Microsoft has a long history of refusing to document stuff. They also have a long history of being evil, so it's probably not interesting for them to document it to seem less evil.
It really depends on how you define and measure security. A Windows install's attack surface is massive with tons of legacy crap there for backwards compatibility that is very hard to secure properly. Having a TPM and hardware attestation can only get you so far.
A random Linux distribution can be a very minimal one, and can have sandboxing too, which is what I presume what you equate to security.
I define security by actually taking the steps to make it happen.
Linux sandboxing isn't on the same level as Windows 11 Professional, as it doesn't do user space drivers for most stuff, runs drivers in their own sandbox and has critical kernel components running on their own sandbox.
All coupled with hardware attestation zones via TPM, SGX and now Pluton.
> Linux sandboxing isn't on the same level as Windows 11 Professional, as it doesn't do user space drivers for most stuff, runs drivers in their own sandbox and has critical kernel components running on their own sandbox.
Nothing except the last part you said about Windows 11 is true. And the only "critical kernel component" which as of today by default runs on its own sandbox is the protected media path, aka DRM. Anything that could even be remotely interesting is not available on the Pro edition.

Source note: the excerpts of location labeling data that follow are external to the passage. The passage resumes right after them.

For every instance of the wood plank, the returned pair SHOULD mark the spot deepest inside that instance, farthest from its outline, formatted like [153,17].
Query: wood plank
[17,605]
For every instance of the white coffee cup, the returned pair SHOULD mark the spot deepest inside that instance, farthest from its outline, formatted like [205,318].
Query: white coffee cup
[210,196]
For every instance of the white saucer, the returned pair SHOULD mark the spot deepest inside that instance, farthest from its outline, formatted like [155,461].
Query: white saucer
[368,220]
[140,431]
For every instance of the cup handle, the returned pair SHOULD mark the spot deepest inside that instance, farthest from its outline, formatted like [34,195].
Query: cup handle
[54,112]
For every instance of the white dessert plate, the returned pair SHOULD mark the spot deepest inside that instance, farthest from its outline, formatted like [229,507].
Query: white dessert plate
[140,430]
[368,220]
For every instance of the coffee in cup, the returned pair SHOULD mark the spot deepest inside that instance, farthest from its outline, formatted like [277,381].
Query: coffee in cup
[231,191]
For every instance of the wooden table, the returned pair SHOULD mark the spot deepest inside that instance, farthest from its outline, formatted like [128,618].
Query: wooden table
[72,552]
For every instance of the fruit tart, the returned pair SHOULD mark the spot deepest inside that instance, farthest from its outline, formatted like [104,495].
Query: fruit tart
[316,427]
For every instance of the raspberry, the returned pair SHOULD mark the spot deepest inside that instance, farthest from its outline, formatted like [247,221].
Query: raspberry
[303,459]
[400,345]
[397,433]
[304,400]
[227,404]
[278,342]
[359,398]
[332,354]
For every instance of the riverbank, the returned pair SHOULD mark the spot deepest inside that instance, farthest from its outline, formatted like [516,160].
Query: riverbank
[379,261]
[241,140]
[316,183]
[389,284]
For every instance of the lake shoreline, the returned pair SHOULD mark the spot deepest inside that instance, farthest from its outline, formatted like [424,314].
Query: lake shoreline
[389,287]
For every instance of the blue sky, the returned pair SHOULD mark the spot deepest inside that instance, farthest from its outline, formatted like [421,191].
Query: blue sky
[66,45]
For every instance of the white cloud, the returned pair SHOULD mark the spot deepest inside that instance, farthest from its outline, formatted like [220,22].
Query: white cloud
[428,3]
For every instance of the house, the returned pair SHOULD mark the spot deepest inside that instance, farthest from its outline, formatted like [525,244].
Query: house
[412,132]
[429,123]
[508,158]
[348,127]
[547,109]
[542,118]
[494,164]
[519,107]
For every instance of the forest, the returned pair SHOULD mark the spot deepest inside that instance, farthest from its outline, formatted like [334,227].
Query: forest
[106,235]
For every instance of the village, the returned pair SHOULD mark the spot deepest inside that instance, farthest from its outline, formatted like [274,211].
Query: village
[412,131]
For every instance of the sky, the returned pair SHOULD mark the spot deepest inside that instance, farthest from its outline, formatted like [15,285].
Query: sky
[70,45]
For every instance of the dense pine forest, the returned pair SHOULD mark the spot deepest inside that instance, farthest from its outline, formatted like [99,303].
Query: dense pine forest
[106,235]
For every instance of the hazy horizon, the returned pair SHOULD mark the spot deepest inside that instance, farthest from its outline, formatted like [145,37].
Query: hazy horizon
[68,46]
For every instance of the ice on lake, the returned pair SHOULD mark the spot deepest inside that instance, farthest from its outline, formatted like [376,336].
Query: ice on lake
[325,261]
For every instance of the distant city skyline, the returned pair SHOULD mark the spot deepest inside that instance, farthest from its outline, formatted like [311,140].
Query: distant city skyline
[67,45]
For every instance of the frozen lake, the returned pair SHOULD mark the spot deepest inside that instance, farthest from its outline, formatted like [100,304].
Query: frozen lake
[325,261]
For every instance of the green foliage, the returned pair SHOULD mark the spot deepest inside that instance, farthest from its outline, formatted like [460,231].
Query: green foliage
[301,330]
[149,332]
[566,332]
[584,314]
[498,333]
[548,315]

It's funny that there are two people in this comment thread praising Windows' security, and both are aggressively antagonistic for no reason.
Considering Microsoft's general security posture (e.g. check the number of critical cross-tenant and trivial to exploit security issues in Azure - which is unique among cloud providers in their number, criticality and triviality), I wouldn't trust them in the slightest. I know Azure and Windows are different business units, but if nobody in Azure cares about reliability or security, as is obviously the case, I severely doubt that's an organisation that puts emphasis on either.
Also in recent times the biggest DDoS attacks are done by Linux-based botnets. Typically the botnet operators use SSH brute forcing to infect everything from IoT devices to big servers.
However Linux is not to blame that it's used in idiotic IoT and server configurations.
That's extremely vague. The CVE database is a spectacularly terrible thing to use to try and assess comparative "security" because there are so so many things social, organizational and cultural that affect whether and how an issue gets discovered, reported (or hushed up), appropriately scored (almost a nonsense in itself), or has interaction with other components taken into account. For instance it is 100% routine to register any buffer overflow as a CVE, even cases which will always be stopped by compiler hardening flags or OS hardening features.
This sort of citation or "research" is not remotely what the CVE database is for.
Then don't put an irrelevant citation if you don't want to play the game.
One is peer reviewed, another isn't, so it's like comparing results from a self-reported against an academically measured study.
The availability of Windows source for partners is nothing compared to how many educated eyes are on the Linux source at a given moment.
Of course none of this matters because the BSDs are more secure than both but they wouldn't pick them over Windows IRL anyways. Why Windows are preferred is a matter of business and not technology. This is a long topic and if you were in Usenet advocacies you know what it's all about. Support, logistics, number of trained people in the market, certifications, so on and so forth. Linux doesn't have an easy fight there.
I'm sure systems vendors will love putting these in Windows laptops (a growing market with a bright future, I'm sure) but I can't imagine hackers having much use for these things.